Screen Porch Burgers
My parents have retired to a small farm in Maine, in the foothills of the White Mountains. Summers are short but hot, perfect for growing the armloads of sweet, crisp summer vegetables that my family and I devour when we visit. Happiness, for me, is sitting on the huge screen porch, listening to the tree peepers chirp, sipping a cool glass of Sutter Home Sauvignon Blanc, and noshing on burgers filled with the farm’s bounty: sweet corn, basil, scallions, heirloom tomatoes, and Mom’s bread and butter pickles from just-picked cukes.
Sweet Corn-Basil Pimento Cheese:
- 6 ounces sharp white cheddar cheese
- 1 cup sweet corn kernels, from 3 ears corn
- ½ cup thinly sliced basil leaves
- ½ cup mayonnaise
Bread and Butter Frickles:
- 1 cup vegetable oil
- 12 bread and butter sandwich-cut pickles
- 1 cup all-purpose flour
- 2 eggs
- ½ cup milk
- ½ cup cornmeal
- ½ cup panko breadcrumbs
- ¾ teaspoon kosher salt, divided
- 2 pounds ground chuck
- ½ cup finely sliced scallions
- 2 teaspoons kosher salt
- 1 teaspoon freshly ground black pepper
- 6 King’s Hawaiian Sandwich Rolls
- 6 1/4-inch slices heirloom tomato
- ¼ teaspoon kosher salt
- 6 leaves red-leaf lettuce
- To make the Sweet Corn-Basil Pimento Cheese, shred the cheddar on a box grater. Stir together shredded cheese, sweet corn, sliced basil leaves and mayonnaise in a medium bowl, and set aside until ready to serve.
- To make the Bread and Butter Frickles, preheat all burners on a gas grill to high. Place a large, cast-iron skillet on the grates, and heat for at least 5 minutes. Carefully add the oil to the hot pan, and heat to 350 degrees.

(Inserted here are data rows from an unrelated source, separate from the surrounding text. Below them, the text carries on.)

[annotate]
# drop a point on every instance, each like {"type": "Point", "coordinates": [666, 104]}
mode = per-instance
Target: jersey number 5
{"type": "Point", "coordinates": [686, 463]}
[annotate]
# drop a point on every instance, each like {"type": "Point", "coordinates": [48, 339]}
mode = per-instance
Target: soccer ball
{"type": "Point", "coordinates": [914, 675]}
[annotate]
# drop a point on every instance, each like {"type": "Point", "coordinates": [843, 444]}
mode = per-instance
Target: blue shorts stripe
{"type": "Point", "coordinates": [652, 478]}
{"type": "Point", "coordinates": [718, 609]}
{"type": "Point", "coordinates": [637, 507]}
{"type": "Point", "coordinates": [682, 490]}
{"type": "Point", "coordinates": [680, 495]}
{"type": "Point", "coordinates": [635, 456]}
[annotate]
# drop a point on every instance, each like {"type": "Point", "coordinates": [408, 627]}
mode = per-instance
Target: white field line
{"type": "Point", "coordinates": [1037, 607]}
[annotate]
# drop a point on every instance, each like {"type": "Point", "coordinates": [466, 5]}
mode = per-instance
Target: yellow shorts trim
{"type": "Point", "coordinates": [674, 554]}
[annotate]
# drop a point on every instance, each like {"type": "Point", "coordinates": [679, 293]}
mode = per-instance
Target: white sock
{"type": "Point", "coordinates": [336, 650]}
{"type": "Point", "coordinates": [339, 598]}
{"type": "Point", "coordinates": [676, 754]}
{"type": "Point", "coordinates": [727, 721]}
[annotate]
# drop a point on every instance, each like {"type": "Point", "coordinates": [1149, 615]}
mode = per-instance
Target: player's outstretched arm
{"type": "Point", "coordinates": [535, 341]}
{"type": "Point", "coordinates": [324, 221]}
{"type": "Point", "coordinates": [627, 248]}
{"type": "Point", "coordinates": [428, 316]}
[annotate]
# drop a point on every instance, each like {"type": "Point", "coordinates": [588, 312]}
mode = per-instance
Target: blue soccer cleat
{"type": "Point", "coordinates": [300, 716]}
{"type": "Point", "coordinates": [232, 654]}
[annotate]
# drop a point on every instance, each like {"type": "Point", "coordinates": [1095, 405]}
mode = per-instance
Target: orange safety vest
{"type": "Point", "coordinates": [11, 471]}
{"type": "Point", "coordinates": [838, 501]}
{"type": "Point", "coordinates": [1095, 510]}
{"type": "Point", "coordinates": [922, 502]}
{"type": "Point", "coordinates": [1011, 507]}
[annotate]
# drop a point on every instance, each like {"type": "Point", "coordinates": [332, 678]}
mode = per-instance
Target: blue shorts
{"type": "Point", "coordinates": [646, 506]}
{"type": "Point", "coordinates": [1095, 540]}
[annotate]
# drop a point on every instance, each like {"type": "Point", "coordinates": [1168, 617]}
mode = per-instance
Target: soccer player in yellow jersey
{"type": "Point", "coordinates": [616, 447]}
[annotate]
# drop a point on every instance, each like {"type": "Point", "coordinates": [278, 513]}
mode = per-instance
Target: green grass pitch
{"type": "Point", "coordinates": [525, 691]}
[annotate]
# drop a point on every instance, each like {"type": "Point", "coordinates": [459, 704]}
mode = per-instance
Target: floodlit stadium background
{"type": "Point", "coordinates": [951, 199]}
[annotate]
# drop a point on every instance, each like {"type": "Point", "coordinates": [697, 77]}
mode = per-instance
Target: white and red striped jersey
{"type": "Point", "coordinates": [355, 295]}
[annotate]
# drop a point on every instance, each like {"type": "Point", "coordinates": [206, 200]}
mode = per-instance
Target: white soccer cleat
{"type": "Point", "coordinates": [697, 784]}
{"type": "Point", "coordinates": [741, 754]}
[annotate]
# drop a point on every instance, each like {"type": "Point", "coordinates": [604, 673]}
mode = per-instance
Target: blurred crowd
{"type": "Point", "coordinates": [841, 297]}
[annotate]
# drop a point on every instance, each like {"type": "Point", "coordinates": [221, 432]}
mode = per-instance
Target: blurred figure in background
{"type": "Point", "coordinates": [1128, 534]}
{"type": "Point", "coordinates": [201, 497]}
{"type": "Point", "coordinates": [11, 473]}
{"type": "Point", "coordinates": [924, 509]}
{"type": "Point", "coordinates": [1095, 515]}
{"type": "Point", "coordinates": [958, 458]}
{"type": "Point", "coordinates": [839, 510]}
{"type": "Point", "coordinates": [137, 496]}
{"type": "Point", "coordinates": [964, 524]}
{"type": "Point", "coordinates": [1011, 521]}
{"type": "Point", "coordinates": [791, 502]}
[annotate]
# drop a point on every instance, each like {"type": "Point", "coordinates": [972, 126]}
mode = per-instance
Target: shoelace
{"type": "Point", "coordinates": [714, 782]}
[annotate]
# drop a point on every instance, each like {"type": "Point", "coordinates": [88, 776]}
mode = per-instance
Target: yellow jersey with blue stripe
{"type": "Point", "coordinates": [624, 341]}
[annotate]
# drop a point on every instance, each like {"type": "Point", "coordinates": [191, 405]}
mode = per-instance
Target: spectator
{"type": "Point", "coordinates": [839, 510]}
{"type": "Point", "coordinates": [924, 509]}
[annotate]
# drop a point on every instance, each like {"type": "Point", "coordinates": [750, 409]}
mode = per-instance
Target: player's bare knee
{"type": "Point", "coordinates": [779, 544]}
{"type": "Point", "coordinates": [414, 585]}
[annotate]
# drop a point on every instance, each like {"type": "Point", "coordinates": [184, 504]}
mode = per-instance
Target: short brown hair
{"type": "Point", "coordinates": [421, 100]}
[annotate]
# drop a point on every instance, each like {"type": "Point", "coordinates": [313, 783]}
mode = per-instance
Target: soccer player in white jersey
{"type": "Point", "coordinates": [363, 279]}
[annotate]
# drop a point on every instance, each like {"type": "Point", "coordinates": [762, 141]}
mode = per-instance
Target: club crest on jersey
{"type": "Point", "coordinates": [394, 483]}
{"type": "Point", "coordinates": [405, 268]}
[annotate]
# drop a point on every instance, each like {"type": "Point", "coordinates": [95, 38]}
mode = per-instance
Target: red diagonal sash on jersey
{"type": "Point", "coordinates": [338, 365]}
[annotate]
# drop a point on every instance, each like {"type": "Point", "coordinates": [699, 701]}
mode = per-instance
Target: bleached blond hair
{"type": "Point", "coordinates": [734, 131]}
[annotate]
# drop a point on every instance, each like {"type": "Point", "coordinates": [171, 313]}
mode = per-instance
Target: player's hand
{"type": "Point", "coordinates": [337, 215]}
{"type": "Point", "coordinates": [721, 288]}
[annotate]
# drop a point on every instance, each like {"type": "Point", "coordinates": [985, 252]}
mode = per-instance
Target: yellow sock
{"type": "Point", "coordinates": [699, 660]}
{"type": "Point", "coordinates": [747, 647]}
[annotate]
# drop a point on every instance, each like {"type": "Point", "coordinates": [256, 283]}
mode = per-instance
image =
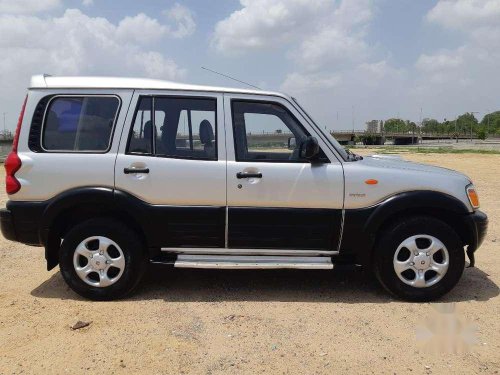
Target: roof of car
{"type": "Point", "coordinates": [43, 81]}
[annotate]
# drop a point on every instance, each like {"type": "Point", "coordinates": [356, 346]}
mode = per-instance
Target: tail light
{"type": "Point", "coordinates": [13, 162]}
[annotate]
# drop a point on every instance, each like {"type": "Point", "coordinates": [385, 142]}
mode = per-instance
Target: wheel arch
{"type": "Point", "coordinates": [75, 206]}
{"type": "Point", "coordinates": [374, 220]}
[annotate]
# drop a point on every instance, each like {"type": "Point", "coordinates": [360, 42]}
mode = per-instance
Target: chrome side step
{"type": "Point", "coordinates": [251, 262]}
{"type": "Point", "coordinates": [230, 251]}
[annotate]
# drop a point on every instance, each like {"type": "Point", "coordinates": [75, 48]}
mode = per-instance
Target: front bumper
{"type": "Point", "coordinates": [478, 222]}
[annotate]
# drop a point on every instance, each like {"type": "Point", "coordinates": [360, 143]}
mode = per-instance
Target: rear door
{"type": "Point", "coordinates": [172, 161]}
{"type": "Point", "coordinates": [276, 200]}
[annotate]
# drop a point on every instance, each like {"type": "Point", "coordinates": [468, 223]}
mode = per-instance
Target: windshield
{"type": "Point", "coordinates": [341, 150]}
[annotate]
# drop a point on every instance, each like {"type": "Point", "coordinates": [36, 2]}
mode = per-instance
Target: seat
{"type": "Point", "coordinates": [207, 138]}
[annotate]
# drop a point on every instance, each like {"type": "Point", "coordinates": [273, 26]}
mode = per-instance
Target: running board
{"type": "Point", "coordinates": [251, 262]}
{"type": "Point", "coordinates": [233, 251]}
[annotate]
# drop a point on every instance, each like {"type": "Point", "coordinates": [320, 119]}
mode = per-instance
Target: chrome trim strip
{"type": "Point", "coordinates": [251, 262]}
{"type": "Point", "coordinates": [341, 231]}
{"type": "Point", "coordinates": [111, 135]}
{"type": "Point", "coordinates": [226, 227]}
{"type": "Point", "coordinates": [235, 252]}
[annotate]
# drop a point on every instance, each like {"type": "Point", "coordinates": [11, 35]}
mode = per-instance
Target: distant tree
{"type": "Point", "coordinates": [432, 126]}
{"type": "Point", "coordinates": [395, 125]}
{"type": "Point", "coordinates": [481, 133]}
{"type": "Point", "coordinates": [467, 123]}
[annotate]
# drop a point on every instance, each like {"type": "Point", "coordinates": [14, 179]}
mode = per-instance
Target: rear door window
{"type": "Point", "coordinates": [185, 128]}
{"type": "Point", "coordinates": [80, 123]}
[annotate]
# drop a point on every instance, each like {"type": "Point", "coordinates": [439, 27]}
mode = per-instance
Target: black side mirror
{"type": "Point", "coordinates": [309, 149]}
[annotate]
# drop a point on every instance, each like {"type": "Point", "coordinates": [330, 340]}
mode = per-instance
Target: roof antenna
{"type": "Point", "coordinates": [234, 79]}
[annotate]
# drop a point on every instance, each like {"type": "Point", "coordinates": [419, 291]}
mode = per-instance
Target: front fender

- While the pan preheats, lay out the pickle slices in a single layer on a kitchen towel. Blot with a second kitchen towel. Arrange three small bowls into a breading station: place the flour in the first, beat the eggs and milk in the second, and mix the cornmeal and panko in the third. Season contents of each bowl with ¼ teaspoon kosher salt and mix to combine. Bread the dried-off pickle slices by turning in the flour, then dipping in the egg mixture, and finally coating with the panko-cornmeal mixture. Fry the breaded pickles in batches, turning once, until golden brown and crisp, about 90 seconds per side. Drain on a rack set over a paper-towel-lined sheet pan. Carefully remove skillet from the grill grates, and reduce heat to medium-high.
- To make the burger patties, gently combine chuck, scallions, salt and pepper. Divide into 6 portions, and form each into a ¾-inch thick patty roughly the diameter of the King’s Sandwich Rolls. Grill the burgers on the preheated grill, turning once, until medium rare, about 3 minutes per side. After turning the burgers, arrange the sandwich rolls, cut sides down, around the edges of the grill to toast.
- To assemble the burgers, place one burger patty on each of the toasted sandwich roll bottoms. Top with 2 criss-crossed frickles, a slice of heirloom tomato, and a crisp leaf of lettuce. Spread the top halves of the sandwich rolls with a scant quarter cup of the sweet corn-basil pimento cheese, and close the burgers. Enjoy on the screen porch, listening to the soothing sounds of a summer evening, accompanied by a crisp, cold glass of Sutter Home Sauvignon Blanc.